To not only watch my thoughts, but also the shapes and patterns behind my eye balls is a trick that will be a treat if you can learn it. If you’re tripping on drugs, you could certainly close your eyes and enjoy a light show. It always baffled me that women are known to talk after sex, because after a good orgasm, if you close your eyes, endorphins release and create a colorful spectacle behind the eyes (I’ve actually told guys to be quiet after sex so I can view this). Drugs or an orgasm, of course, provide better shows than sitting around and closing your eyes trying to quiet your head to watch the light patterns of your blood vessels, but I’m being completely honest when I tell you that in a meditative state with my eyes closed, I’ve seen scenes as clear as looking at a picture.
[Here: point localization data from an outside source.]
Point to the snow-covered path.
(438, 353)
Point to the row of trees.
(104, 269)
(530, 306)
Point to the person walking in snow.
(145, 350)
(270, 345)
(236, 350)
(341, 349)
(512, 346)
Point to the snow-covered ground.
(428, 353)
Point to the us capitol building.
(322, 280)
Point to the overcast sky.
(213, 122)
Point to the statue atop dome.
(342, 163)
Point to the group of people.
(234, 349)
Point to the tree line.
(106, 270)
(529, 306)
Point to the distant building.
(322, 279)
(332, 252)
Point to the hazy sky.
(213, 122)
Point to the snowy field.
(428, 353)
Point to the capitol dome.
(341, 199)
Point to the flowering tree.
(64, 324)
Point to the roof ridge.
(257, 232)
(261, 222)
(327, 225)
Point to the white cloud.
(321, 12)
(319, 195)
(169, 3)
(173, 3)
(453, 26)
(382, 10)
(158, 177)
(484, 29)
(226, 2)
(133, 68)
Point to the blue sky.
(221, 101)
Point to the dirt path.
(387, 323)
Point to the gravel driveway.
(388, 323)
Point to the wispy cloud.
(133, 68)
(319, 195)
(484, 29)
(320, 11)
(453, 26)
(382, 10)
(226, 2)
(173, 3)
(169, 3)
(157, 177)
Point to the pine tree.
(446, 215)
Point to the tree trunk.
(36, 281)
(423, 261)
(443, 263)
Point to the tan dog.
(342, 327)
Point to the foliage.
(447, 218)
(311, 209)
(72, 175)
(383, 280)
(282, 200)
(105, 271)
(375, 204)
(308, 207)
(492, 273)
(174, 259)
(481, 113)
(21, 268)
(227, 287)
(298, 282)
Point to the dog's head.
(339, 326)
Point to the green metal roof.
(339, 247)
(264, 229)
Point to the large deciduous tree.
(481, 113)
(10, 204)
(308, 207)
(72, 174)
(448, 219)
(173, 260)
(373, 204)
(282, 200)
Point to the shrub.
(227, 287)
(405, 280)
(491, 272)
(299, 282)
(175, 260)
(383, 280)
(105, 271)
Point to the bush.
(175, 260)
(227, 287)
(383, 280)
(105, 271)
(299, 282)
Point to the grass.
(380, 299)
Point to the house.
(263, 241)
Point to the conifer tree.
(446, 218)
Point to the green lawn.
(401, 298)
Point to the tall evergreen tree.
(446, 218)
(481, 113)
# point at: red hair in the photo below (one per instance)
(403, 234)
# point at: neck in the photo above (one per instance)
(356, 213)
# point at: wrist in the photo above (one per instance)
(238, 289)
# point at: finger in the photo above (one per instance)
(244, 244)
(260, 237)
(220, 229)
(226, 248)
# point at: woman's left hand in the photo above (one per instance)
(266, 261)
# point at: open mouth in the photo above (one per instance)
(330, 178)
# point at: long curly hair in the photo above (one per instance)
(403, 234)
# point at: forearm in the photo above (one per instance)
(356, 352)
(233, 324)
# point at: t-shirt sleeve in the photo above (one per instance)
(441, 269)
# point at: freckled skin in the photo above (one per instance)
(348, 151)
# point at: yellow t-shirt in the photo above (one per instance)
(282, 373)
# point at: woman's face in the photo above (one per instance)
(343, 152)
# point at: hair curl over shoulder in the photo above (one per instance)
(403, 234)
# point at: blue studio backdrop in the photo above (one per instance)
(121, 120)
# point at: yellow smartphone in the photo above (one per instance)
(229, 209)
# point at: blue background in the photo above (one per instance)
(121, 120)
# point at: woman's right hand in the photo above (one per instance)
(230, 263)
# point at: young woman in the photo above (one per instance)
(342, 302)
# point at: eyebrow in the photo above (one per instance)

It doesn’t last long. But when it’s there, it’s vivid and beautiful, and it doesn’t usually have to do with anything. Random. I have seen: a lakeside cabin, beaches (of course), mountains with pink painted skies, coral reefs, people, city streets, rooms from my childhood home, etc. Such images will come with eyes closed, laying in bed, sitting on a chair, floating in the the ocean. I cannot summon the images. They have no particular meaning to me. It’s more like my brain showing me a flashcard of what it can do, and then taking it away. A magic trick of the minds eye.
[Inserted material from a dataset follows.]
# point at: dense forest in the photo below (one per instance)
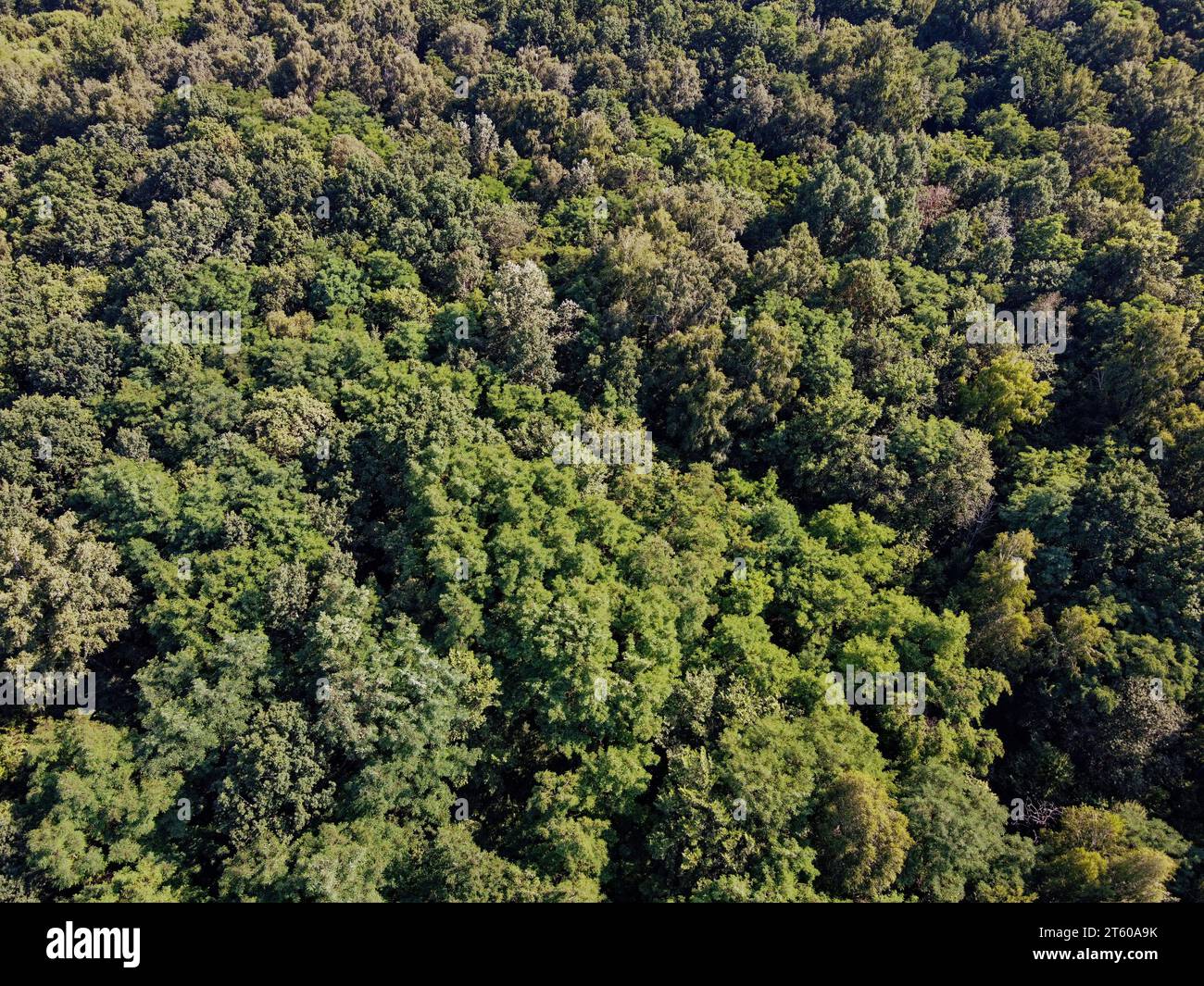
(482, 450)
No such images came to me on that beach day while dead floating in the ocean. Mostly, I was thinking how I could disappear. I’ve a month to month apartment, a job that if I quit my boss would only be annoyed that he had to go through the hiring process again, exactly four comedians who would be upset if I quit comedy, the rest either wouldn’t notice or be happy there was one less comic in the race, no debt, no loans, close friends and family, yes, but even if they don’t fully understand my distance they respect my introspective nature, so it would be some time before anyone questioned my absence. I am free. Today I can start over, as anything. Go anywhere. Go on. Quit. Move. Begin again. What a tremendous feeling, that sense of freedom. How it comforts me and brings me a relief. How I cling to it, identify with it, and feel it is necessary to not go mad with a trapped feeling.
With that freedom, a side of a debilitating loneliness.